Il fatto che dai dati emergesse un rallentamento del rischio di morte in età avanzate era però in accordo con quanto osservato in altre specie, come il moscerino della frutta o i lieviti, lasciando quindi aperto il dibattito su quale fosse la forma della curva di mortalità negli umani. È così emersa la necessità di formare un gruppo di ricerca internazionale che si occupasse di collezionare, analizzare, e controllare meticolosamente i dati sulle persone che raggiungono i 110 anni di età (i supercentenari) in 15 paesi, fra cui l’Italia. È nato quindi il database internazionale sulla longevità (IDL) del Max Planck Institute per la ricerca demografica, aggiornato nel 2010, che è il risultato di un lavoro di raccolta durato dieci anni.

Anche in questo caso, però, c’erano dei problemi di analisi: sebbene i dati raccolti fossero altamente certificati, quindi affidabili, erano troppo pochi per permettere dei solidi studi statistici. “Un problema fondamentale è che, essendo poche le persone oltre una certa età, per permetterne un’analisi statistica venivano aggregate in corti di nascita, ovvero per anno o addirittura per 5 anni, introducendo così delle distorsioni nelle analisi”, spiega Barbi. Quindi, diversi studi che hanno analizzato i dati dell’IDL, con modelli diversi, hanno riportato risultati in disaccordo tra loro riguardo l’esistenza di un plateau in età molto avanzate. “È qui che è entrata in gioco l’Italia, a cui va riconosciuto di essere all’avanguardia con i sistemi di registrazione statistici: l’ISTAT ha creato un team di lavoro di ricerca che si dedica alla validazione dei dati degli ultracentenari, ed è un progetto continuo nel tempo”, afferma Barbi. È da questi dati che è partito lo studio del team italiano: quelli disponibili sono molti di più, in quanto sono state incluse le persone dai 105 anni in poi, invece che dai 110 come nel lavoro precedente dell’IDL. Questo scalino ha permesso un notevole aumento del campione, da centinaia a migliaia di individui. Inoltre i ricercatori hanno calcolato le probabilità di morte giorno per giorno e a livello individuale, mentre prima veniva calcolata su periodi di un anno o addirittura di cinque anni. Un’analisi possibile proprio grazie alla maggiore quantità di dati.

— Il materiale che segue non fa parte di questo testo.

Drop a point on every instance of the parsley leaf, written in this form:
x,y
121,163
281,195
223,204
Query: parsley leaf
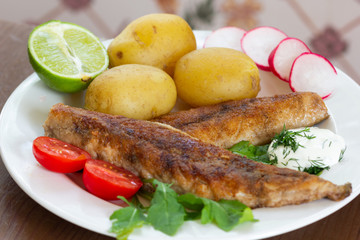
x,y
165,213
126,219
256,153
168,211
226,214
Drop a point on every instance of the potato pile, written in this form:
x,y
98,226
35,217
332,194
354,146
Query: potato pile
x,y
154,60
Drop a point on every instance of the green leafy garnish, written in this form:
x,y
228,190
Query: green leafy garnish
x,y
165,213
125,220
286,138
226,214
315,170
168,211
256,153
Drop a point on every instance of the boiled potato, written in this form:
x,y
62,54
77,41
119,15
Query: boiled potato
x,y
213,75
158,40
132,90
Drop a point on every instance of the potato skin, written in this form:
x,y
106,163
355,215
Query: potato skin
x,y
132,90
213,75
158,40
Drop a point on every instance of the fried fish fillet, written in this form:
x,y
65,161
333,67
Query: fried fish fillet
x,y
155,150
256,120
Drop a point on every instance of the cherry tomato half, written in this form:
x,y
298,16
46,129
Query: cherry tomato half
x,y
108,181
59,156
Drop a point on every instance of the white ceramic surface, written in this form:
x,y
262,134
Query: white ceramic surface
x,y
27,108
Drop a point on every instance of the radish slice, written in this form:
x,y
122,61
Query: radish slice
x,y
283,56
312,72
259,42
229,37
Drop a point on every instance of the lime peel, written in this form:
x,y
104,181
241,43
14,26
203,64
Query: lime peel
x,y
66,56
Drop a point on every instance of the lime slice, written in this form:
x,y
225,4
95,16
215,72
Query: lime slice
x,y
66,56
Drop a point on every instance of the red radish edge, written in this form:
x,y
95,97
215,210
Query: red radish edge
x,y
299,75
259,42
229,37
283,56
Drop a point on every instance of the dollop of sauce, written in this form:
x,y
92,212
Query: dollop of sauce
x,y
305,148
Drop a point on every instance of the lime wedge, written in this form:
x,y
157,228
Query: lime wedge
x,y
67,57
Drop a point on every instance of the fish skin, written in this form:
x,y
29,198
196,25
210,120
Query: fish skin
x,y
256,120
155,150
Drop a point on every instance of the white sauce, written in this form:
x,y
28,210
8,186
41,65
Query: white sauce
x,y
324,150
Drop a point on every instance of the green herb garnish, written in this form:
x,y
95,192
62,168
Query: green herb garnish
x,y
256,153
287,138
168,211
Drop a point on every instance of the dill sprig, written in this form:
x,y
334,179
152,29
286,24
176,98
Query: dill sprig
x,y
286,138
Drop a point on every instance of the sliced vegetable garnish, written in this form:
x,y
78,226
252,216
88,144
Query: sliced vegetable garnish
x,y
108,181
59,156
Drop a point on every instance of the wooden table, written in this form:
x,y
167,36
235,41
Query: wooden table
x,y
22,218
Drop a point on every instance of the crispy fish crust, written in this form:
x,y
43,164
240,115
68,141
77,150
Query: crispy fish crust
x,y
154,150
256,120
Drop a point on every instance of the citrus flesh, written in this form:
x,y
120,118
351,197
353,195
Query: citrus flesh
x,y
66,56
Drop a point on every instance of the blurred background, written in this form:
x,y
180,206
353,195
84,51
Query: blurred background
x,y
329,27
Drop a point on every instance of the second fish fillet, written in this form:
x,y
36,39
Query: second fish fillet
x,y
256,120
154,150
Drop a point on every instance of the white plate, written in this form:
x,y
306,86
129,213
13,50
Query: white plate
x,y
27,108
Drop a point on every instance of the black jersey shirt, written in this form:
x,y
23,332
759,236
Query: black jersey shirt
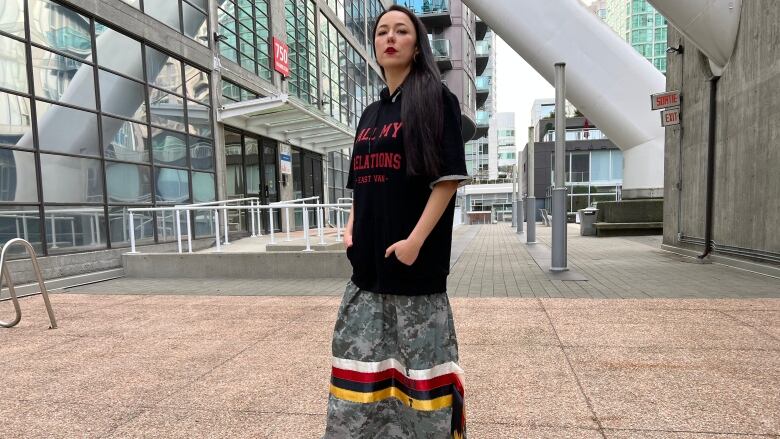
x,y
388,202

Ma come si spiega la decrescita del tasso di mortalità? Un contributo fondamentale va attribuito all’impatto della selezione naturale nelle popolazioni. Inoltre, l’alta qualità delle cure per gli ultracentenari potrebbe contribuire a mitigare l’aumento di mortalità. Ci sono poi delle teorie evoluzionistiche di senescenza, che offrono delle possibili spiegazioni di entrambe le fasi, esponenziali e di plateau. “Avevamo due obiettivi con questo studio”, conclude Barbi, “il primo era di rispondere una volta per tutte alla domanda su che forma avesse la curva di mortalità. Non solo per curiosità scientifica, ma per avere poi la chiarezza necessaria ad analizzare le cause che portano a questi meccanismi nelle ultime fasi dell’esistenza. Il secondo obiettivo era capire se c’è un limite alla durata della vita, e abbiamo capito che, se c’è, certamente non lo vediamo”.